Now heres the second part that blew my mind. It’s not easy to let ourselves be happy. It’s a choice we make. Happiness isn’t easy because it requires a lot of vulnerability. (Brené reinvented my definition of vulnerability with this one.) In order to feel true joy, we have to let go of the fear that something is about to go wrong. We are afraid to let ourselves be happy, because we think that the higher we are, the longer we have to fall when things crash. We think that we are protecting ourselves by bringing ourselves down. If we assume something bad is going to happen, it won’t hurt as much because we were expecting it…right? Even though this is what far too many people believe, research shows that this is not the truth. When things go bad for people who never allow themselves to feel uninterrupted joy, they only regret never letting themselves feel happiness when things were good. They regret under appreciating the good times, and unfortunately no matter how much we try, there is nothing we can do to fully prepare ourselves for the pain that comes with life. Whether it is death, a car accident, a break up, or even a bad grade on a paper, suppressing joy does not make the fall any shorter or less painful.

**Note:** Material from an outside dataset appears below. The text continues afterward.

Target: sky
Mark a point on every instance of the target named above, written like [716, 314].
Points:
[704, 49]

I know that when I allow myself to be unabashedly happy I’m simultaneously allowing myself to feel the hurt in life. I’m left open and unprotected from pain, and even though it’s scary, I’ve found it’s the most fulfilling choice every time. Surprisingly, allowing myself to feel joy actually makes the bad things hurt less. Whenever I’m having a hard time, I have perspective on the situation. Because I know of the goodness of life, I am able to stay optimistic when things don’t go my way. I know that hurt and heartbreak are a part of the human experience, and joy should be too. Choosing joy doesn’t actually make the falls hurt more, because even though the highs are higher, the lows don’t stay lows.

We don’t always practice foreboding joy on purpose. When I had the negative thoughts in the car, I didn’t consciously tell myself not to be happy, I just assumed something bad had to happen. I think that we have become conditioned to fear joy. I think for most of us, it feels natural to expect the worst, and uncomfortable to accept the best. However, I think it’s imperative to choose the uncomfortable path.

In short, I think Brené Brown and Bobby McFerrin got it right, don’t worry be happy.